La suite déjoue ses prévisions : les 150 cassettes publiées par Heat Crimes et Elhellel s’écoulent en quelques heures, une édition vinyle est annoncée et Paradise Metal attire l’attention de médias internationaux comme The New York Times, The Guardian et Pitchfork.
Des hymnes byzantins sur une guitare sans frettes
À l’origine du disque, une idée simple : transposer les hymnes de l’Église sur une guitare électrique. Pour restituer les micro-intervalles de la musique byzantine, le prêtre grec retire les frettes de sa Harley Benton R-457 à huit cordes.
« Les frettes sont indispensables au début, un peu comme un trotteur pour un enfant qui apprend à marcher. Mais, à partir d’un certain stade, elles peuvent devenir une contrainte pour certains musiciens. »

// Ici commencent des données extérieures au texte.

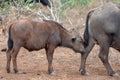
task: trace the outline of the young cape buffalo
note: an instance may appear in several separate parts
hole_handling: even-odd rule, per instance
[[[11,58],[13,70],[15,73],[18,72],[16,58],[20,48],[24,47],[28,51],[45,48],[48,72],[54,74],[52,60],[54,50],[58,46],[71,48],[75,52],[81,52],[84,49],[82,38],[72,36],[57,22],[49,20],[37,22],[24,19],[13,23],[9,28],[7,72],[10,73]]]
[[[116,4],[106,3],[87,15],[84,32],[85,51],[81,56],[81,74],[87,74],[86,58],[95,44],[100,46],[99,58],[110,76],[118,76],[108,61],[109,48],[120,51],[120,9]]]

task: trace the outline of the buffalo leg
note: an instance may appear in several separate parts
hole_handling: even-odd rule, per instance
[[[7,73],[10,73],[10,62],[11,62],[11,53],[12,52],[13,52],[13,50],[8,49],[8,51],[6,53],[6,56],[7,56],[7,65],[6,65]]]
[[[18,73],[18,69],[17,69],[17,54],[19,52],[19,47],[15,47],[14,48],[14,52],[11,54],[11,58],[12,58],[12,62],[13,62],[13,70],[15,73]]]
[[[92,38],[89,39],[89,45],[86,47],[86,49],[83,51],[84,53],[81,54],[81,66],[80,66],[80,73],[82,75],[88,75],[88,73],[86,72],[86,59],[90,53],[90,51],[92,50],[93,46],[95,45],[94,40]]]
[[[102,41],[103,40],[103,41]],[[99,53],[99,58],[101,59],[103,65],[105,66],[108,74],[110,76],[117,76],[115,72],[112,70],[109,61],[108,61],[108,55],[109,55],[109,40],[102,39],[99,43],[100,45],[100,53]]]
[[[54,47],[50,46],[46,48],[46,55],[47,55],[47,60],[48,60],[48,73],[51,75],[55,74],[53,66],[52,66],[53,53],[54,53]]]

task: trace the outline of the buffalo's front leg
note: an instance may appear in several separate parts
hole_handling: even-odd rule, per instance
[[[47,60],[48,60],[48,73],[51,75],[55,74],[55,71],[54,71],[53,66],[52,66],[53,53],[54,53],[53,46],[46,48],[46,55],[47,55]]]
[[[11,53],[12,53],[12,50],[8,49],[8,51],[6,53],[6,56],[7,56],[7,64],[6,64],[7,73],[10,73]]]
[[[108,53],[109,53],[108,47],[101,47],[100,53],[99,53],[99,58],[101,59],[103,65],[107,69],[107,72],[110,76],[118,76],[118,74],[113,71],[113,69],[111,68],[111,66],[109,64]]]
[[[99,58],[101,59],[103,65],[105,66],[110,76],[118,76],[118,74],[113,71],[108,61],[110,40],[106,37],[104,37],[102,40],[103,41],[99,41],[99,45],[100,45]]]
[[[16,61],[19,49],[20,49],[19,46],[14,46],[13,53],[11,53],[11,58],[12,58],[12,62],[13,62],[13,70],[15,73],[19,73],[18,69],[17,69],[17,61]]]
[[[92,38],[90,38],[88,46],[85,48],[85,50],[81,54],[81,66],[80,66],[79,71],[82,75],[88,75],[88,72],[85,69],[86,68],[86,59],[94,45],[95,45],[94,40]]]

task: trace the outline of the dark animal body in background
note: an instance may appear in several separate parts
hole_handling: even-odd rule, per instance
[[[84,32],[84,54],[81,56],[81,74],[85,75],[85,63],[95,44],[100,46],[99,58],[110,76],[115,73],[108,61],[109,48],[120,51],[120,9],[116,4],[106,3],[87,15]]]
[[[44,6],[48,6],[48,7],[51,7],[51,4],[52,4],[52,1],[51,1],[51,3],[50,3],[49,0],[31,0],[31,3],[33,3],[33,2],[35,2],[35,3],[40,2],[40,3],[42,3]]]
[[[4,1],[13,2],[13,0],[4,0]],[[2,2],[2,1],[0,1],[0,2]],[[24,2],[27,2],[27,0],[24,0]],[[50,0],[50,2],[49,2],[49,0],[31,0],[30,1],[30,3],[39,3],[39,2],[41,4],[43,4],[44,6],[48,6],[50,8],[51,8],[51,4],[53,4],[52,0]]]
[[[36,22],[30,19],[13,23],[9,28],[7,72],[10,72],[12,58],[14,72],[17,73],[17,54],[21,47],[29,51],[45,48],[48,60],[48,72],[54,74],[52,66],[53,53],[58,46],[68,47],[75,52],[84,49],[81,37],[71,35],[57,22],[44,20]]]

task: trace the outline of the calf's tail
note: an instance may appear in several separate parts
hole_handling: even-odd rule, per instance
[[[85,27],[85,31],[84,31],[84,47],[86,48],[89,44],[89,30],[88,30],[88,22],[89,22],[89,18],[92,14],[94,10],[91,10],[88,14],[87,14],[87,18],[86,18],[86,27]]]

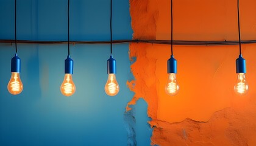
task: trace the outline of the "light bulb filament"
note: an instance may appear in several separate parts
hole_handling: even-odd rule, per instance
[[[107,88],[110,94],[114,94],[116,91],[116,84],[114,83],[110,83],[107,85]]]
[[[244,93],[247,90],[247,86],[244,83],[240,82],[237,84],[237,92]]]
[[[75,92],[76,86],[72,80],[71,74],[65,74],[64,81],[60,86],[60,91],[66,96],[71,96]]]
[[[173,82],[169,83],[167,87],[167,90],[169,93],[176,93],[177,85]]]
[[[118,93],[119,85],[114,74],[108,75],[108,80],[105,86],[105,91],[107,95],[110,96],[115,96]]]

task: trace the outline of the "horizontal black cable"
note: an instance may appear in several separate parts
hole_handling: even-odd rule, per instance
[[[0,40],[0,43],[13,43],[13,40]],[[66,41],[30,41],[30,40],[17,40],[17,43],[24,44],[65,44]],[[150,44],[171,44],[169,40],[113,40],[113,44],[129,43],[143,43]],[[241,41],[242,44],[256,43],[256,40]],[[110,44],[110,41],[70,41],[71,44]],[[239,41],[173,41],[174,45],[183,46],[222,46],[222,45],[235,45],[239,44]]]

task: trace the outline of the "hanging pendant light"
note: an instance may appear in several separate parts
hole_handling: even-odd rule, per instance
[[[237,80],[234,86],[235,92],[240,96],[243,96],[248,92],[248,85],[245,78],[246,73],[246,61],[243,58],[241,52],[241,37],[240,37],[240,20],[239,16],[239,0],[237,0],[237,14],[238,19],[238,35],[239,35],[239,57],[236,60]]]
[[[69,0],[68,4],[68,55],[65,60],[65,77],[64,80],[60,86],[60,91],[63,96],[71,96],[76,92],[76,86],[72,79],[72,74],[73,74],[74,61],[70,58],[69,51]]]
[[[171,0],[171,58],[167,61],[167,72],[169,75],[167,83],[165,85],[165,92],[169,96],[176,95],[179,90],[179,86],[176,80],[177,74],[177,60],[173,56],[172,52],[172,41],[173,41],[173,31],[172,31],[172,0]]]
[[[19,94],[23,90],[23,85],[20,77],[20,72],[21,72],[21,59],[18,57],[17,50],[17,37],[16,37],[16,0],[15,0],[15,49],[16,54],[13,58],[12,58],[11,62],[11,72],[12,75],[7,85],[8,91],[12,94]]]
[[[112,55],[112,0],[110,0],[110,57],[107,61],[107,74],[108,74],[105,85],[105,92],[110,96],[118,94],[119,87],[116,80],[116,61]]]

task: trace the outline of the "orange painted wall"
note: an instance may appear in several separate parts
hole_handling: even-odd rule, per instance
[[[133,39],[170,40],[170,1],[130,0]],[[238,40],[236,1],[173,0],[175,40]],[[241,1],[241,39],[256,40],[256,1]],[[143,98],[154,128],[152,144],[256,145],[256,44],[242,45],[247,60],[249,93],[236,96],[238,46],[174,46],[180,90],[169,97],[168,45],[133,43],[131,66],[135,92],[128,104]]]

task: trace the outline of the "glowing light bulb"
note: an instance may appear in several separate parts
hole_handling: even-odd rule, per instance
[[[12,94],[17,95],[23,89],[23,84],[20,77],[20,73],[12,72],[11,78],[7,86],[8,91]]]
[[[109,74],[108,80],[105,85],[105,92],[110,96],[114,96],[119,92],[119,85],[115,74]]]
[[[175,96],[179,92],[179,85],[176,80],[176,74],[169,74],[168,80],[165,85],[165,92],[170,96]]]
[[[244,73],[239,73],[238,74],[237,80],[235,85],[234,89],[235,92],[240,96],[245,95],[248,92],[248,85]]]
[[[71,74],[65,74],[64,80],[60,86],[60,92],[65,96],[71,96],[76,92],[76,86]]]

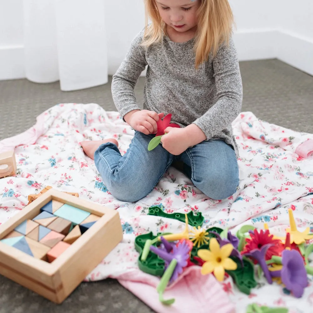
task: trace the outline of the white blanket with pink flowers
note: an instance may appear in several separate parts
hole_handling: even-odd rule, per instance
[[[136,236],[151,231],[180,231],[183,227],[180,222],[147,215],[152,205],[168,213],[201,212],[205,228],[227,227],[235,232],[247,224],[262,228],[266,222],[277,234],[284,233],[288,226],[287,210],[291,208],[298,228],[308,226],[313,231],[313,135],[269,124],[250,112],[240,114],[233,126],[240,155],[240,188],[233,197],[223,201],[209,198],[170,167],[150,194],[131,203],[112,196],[80,143],[113,136],[123,154],[134,131],[118,113],[106,112],[96,104],[55,105],[38,116],[36,125],[25,133],[0,141],[0,151],[15,148],[18,165],[15,177],[0,179],[0,223],[23,209],[28,195],[47,185],[78,192],[81,198],[117,209],[124,239],[86,278],[91,280],[117,278],[138,268]],[[236,302],[239,312],[256,302],[299,312],[313,303],[311,286],[297,299],[282,287],[264,281],[249,296],[240,292],[231,280],[224,282],[224,289]]]

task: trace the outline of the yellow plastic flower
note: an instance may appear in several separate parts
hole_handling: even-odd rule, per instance
[[[308,234],[310,231],[309,227],[308,227],[302,233],[299,232],[297,229],[297,226],[294,218],[292,210],[291,209],[289,209],[288,211],[289,214],[290,228],[287,228],[286,232],[290,233],[290,243],[292,244],[292,243],[294,242],[296,244],[300,244],[303,243],[305,242],[306,240],[313,238],[313,235]]]
[[[198,244],[198,248],[205,244],[207,244],[209,242],[210,237],[207,236],[207,235],[209,234],[209,233],[204,229],[201,230],[200,226],[198,226],[198,229],[194,227],[191,232],[191,233],[190,234],[191,239],[190,240],[193,242],[194,247],[195,247]]]
[[[221,248],[215,238],[210,239],[209,247],[209,251],[204,249],[198,251],[198,255],[205,261],[201,269],[201,274],[206,275],[213,272],[216,279],[219,281],[223,281],[225,269],[237,268],[236,262],[228,257],[233,247],[231,244],[227,244]]]

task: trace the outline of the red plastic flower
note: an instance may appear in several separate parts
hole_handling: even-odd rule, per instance
[[[268,229],[266,229],[265,231],[261,229],[260,232],[258,233],[256,228],[253,233],[250,233],[251,238],[247,238],[246,239],[247,244],[241,252],[242,254],[249,252],[255,249],[260,249],[265,245],[271,244],[273,245],[270,247],[266,251],[265,255],[265,260],[270,260],[273,255],[279,255],[279,245],[281,242],[278,239],[273,239],[273,235],[269,233]]]
[[[171,123],[171,118],[172,117],[172,114],[167,114],[163,118],[163,120],[160,119],[156,122],[157,125],[157,132],[156,133],[156,137],[164,135],[165,133],[164,131],[168,127],[177,127],[179,128],[180,128],[180,126],[177,124],[174,123],[170,124]]]

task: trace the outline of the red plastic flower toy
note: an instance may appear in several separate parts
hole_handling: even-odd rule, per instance
[[[281,242],[278,239],[273,239],[273,235],[269,233],[269,231],[266,229],[264,231],[263,229],[258,232],[256,228],[253,231],[253,233],[250,233],[250,238],[246,239],[247,244],[241,251],[243,254],[249,252],[256,249],[260,249],[265,244],[272,244],[273,245],[270,247],[266,251],[265,259],[270,260],[273,255],[279,255],[279,246]]]
[[[165,133],[164,131],[168,127],[177,127],[180,128],[180,126],[174,123],[171,123],[171,119],[172,117],[171,114],[167,114],[163,118],[163,120],[160,119],[157,122],[157,132],[156,135],[156,137],[157,136],[162,136],[164,135]]]

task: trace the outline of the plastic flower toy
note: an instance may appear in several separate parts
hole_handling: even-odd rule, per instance
[[[209,233],[204,229],[200,230],[200,226],[198,226],[198,229],[194,227],[193,229],[190,231],[191,233],[190,237],[192,241],[193,242],[193,245],[195,246],[198,244],[198,248],[199,248],[203,244],[207,244],[210,240],[210,237],[207,236]]]
[[[297,229],[295,222],[292,213],[292,210],[289,209],[288,210],[289,214],[289,221],[290,223],[290,228],[287,228],[286,230],[287,233],[290,233],[290,242],[291,243],[294,242],[296,244],[300,244],[305,242],[306,240],[311,239],[313,238],[313,235],[309,235],[310,228],[308,227],[302,233],[299,232]]]
[[[164,244],[166,240],[163,239],[162,241]],[[188,243],[183,241],[174,246],[172,251],[169,253],[167,251],[167,249],[170,249],[170,244],[169,243],[167,243],[168,245],[166,245],[166,248],[164,249],[153,246],[150,247],[150,249],[165,261],[166,267],[168,266],[173,259],[175,259],[177,261],[177,264],[170,280],[170,282],[172,283],[177,279],[178,275],[182,273],[184,269],[188,265],[191,249]]]
[[[201,274],[206,275],[213,272],[216,279],[223,281],[225,269],[237,269],[237,264],[228,257],[233,247],[228,244],[221,248],[216,239],[212,238],[210,239],[209,248],[209,250],[202,249],[198,250],[198,255],[205,261],[201,268]]]
[[[282,254],[281,269],[272,272],[274,276],[280,275],[281,281],[295,297],[300,298],[308,285],[308,277],[301,255],[295,250],[284,250]],[[279,257],[277,257],[278,259]]]
[[[255,232],[255,231],[254,231]],[[247,256],[251,257],[256,260],[259,264],[260,266],[262,269],[263,272],[264,273],[266,280],[269,284],[272,284],[273,281],[272,280],[272,277],[271,276],[269,271],[267,268],[267,265],[265,261],[265,255],[267,252],[272,245],[272,244],[267,244],[262,246],[260,249],[257,248],[249,252],[247,252],[244,254],[244,255]]]
[[[265,259],[270,260],[273,255],[278,255],[279,254],[279,245],[281,243],[278,239],[273,239],[273,235],[269,233],[269,231],[267,229],[265,231],[261,229],[260,232],[256,228],[253,233],[250,234],[250,238],[246,239],[247,244],[242,254],[245,254],[256,249],[260,249],[263,246],[269,244],[271,244],[266,251]]]
[[[157,125],[157,131],[155,137],[152,138],[149,143],[148,146],[148,151],[151,151],[157,146],[161,142],[161,138],[162,136],[165,134],[164,131],[167,127],[177,127],[180,128],[180,126],[177,124],[174,123],[170,124],[172,117],[172,114],[167,114],[166,116],[164,116],[162,120],[160,119],[156,122],[156,125]]]

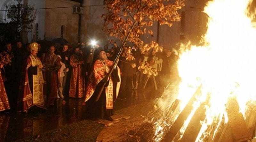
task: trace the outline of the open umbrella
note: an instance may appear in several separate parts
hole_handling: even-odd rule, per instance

Ce croisement entre traditions liturgiques, lourdeur metal et textures électroniques doit désormais conduire Dionysios Tabakis au festival Making Time de Philadelphie, pour sa première apparition aux États-Unis, ainsi qu’à un concert en tête d’affiche à Londres.
« Je n’ai jamais eu de telles ambitions. Les bonnes comme les mauvaises choses arrivent toujours sans prévenir. C’est aussi ce qui fait la beauté imprévisible de la vie. »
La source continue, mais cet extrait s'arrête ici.